I just hit the same problem upgrading from Python 3.6 to Python 3.7, I forgot to run pip freeze before I upgraded to Python 3.7. The solution that worked is to specify the --path option as the old site-packages/ directory (which was not deleted):
pip3 freeze --path /usr/local/lib/python3.6/site-packages/ > python3.6_requirements.txt
pip3 install -r python3.6_requirements.txt
This would have made things simpler for you to reinstall. Checkout the description. Using freeze you could have done something like:
$ env1/bin/pip3 freeze > requirements.txt
$ env2/bin/pip3 install -r requirements.txt
Generally the recommended method is you use a virtualenv for site packages, so you don't litter your installation areas, but TBH it never broke something for me. Another option is to check if the linux distribution has the package available for proper retrieval, as in:
sudo apt-get install python3-<somemodule>
This is what I prefer - and could have been upgraded with the distro. As for what to do now, If you really don't want to re-install everything properly you could try to cp /usr/lib/python3.5/site-packages/* /usr/lib/python3.6/site-packages. The differences between versions are not so great such that I believe most packages would work off the bat. You may have to sed to replace python3.5 with python3.6 in all files there though. Forgot delete all pyc files if you do this.

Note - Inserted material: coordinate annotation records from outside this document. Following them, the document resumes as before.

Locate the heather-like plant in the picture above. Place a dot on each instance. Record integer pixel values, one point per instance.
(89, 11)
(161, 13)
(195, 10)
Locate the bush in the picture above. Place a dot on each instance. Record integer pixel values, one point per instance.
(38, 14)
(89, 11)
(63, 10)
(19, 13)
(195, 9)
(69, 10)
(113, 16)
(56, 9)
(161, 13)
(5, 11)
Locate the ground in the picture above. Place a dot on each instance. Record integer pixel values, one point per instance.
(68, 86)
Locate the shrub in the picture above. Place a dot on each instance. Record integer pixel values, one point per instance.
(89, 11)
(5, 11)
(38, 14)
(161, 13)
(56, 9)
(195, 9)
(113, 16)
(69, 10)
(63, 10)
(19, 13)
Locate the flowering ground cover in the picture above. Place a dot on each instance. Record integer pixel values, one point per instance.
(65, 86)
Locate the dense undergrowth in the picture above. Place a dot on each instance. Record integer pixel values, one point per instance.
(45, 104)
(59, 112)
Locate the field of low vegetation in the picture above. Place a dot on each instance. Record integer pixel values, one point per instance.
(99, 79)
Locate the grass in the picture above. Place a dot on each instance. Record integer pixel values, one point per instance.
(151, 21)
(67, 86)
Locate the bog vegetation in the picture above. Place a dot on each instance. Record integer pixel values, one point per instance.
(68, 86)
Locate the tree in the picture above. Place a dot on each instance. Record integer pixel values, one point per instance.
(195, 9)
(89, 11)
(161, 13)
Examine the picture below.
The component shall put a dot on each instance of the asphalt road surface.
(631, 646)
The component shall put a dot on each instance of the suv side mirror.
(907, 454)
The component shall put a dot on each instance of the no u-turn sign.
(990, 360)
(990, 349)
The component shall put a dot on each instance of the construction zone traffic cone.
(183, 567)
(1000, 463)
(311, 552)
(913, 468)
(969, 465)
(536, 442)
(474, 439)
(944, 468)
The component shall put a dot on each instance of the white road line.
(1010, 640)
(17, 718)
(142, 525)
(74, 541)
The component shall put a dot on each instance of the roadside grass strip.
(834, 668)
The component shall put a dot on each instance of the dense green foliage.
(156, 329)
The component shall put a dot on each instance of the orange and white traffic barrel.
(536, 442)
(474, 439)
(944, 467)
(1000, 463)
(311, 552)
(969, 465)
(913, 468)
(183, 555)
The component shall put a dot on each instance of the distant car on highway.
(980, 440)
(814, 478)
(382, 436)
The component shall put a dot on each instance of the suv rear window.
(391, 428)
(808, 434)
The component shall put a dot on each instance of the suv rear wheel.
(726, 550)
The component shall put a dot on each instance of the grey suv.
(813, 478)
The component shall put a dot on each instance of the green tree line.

Python modules are self contained enough that if something is broken it can be handled per package, and the site packages are self contained completely, so you could always just remove everything and re-install.
A final note - you can try and install pyton3.5/pip3.5 for your linux, and then do the freeze thing. If there is no package you could install manually (whl or such) or compile a stand alone and configure the site path properly. If you want to keep things on a global site package directory or migrate to virtualenv this may be the safest option.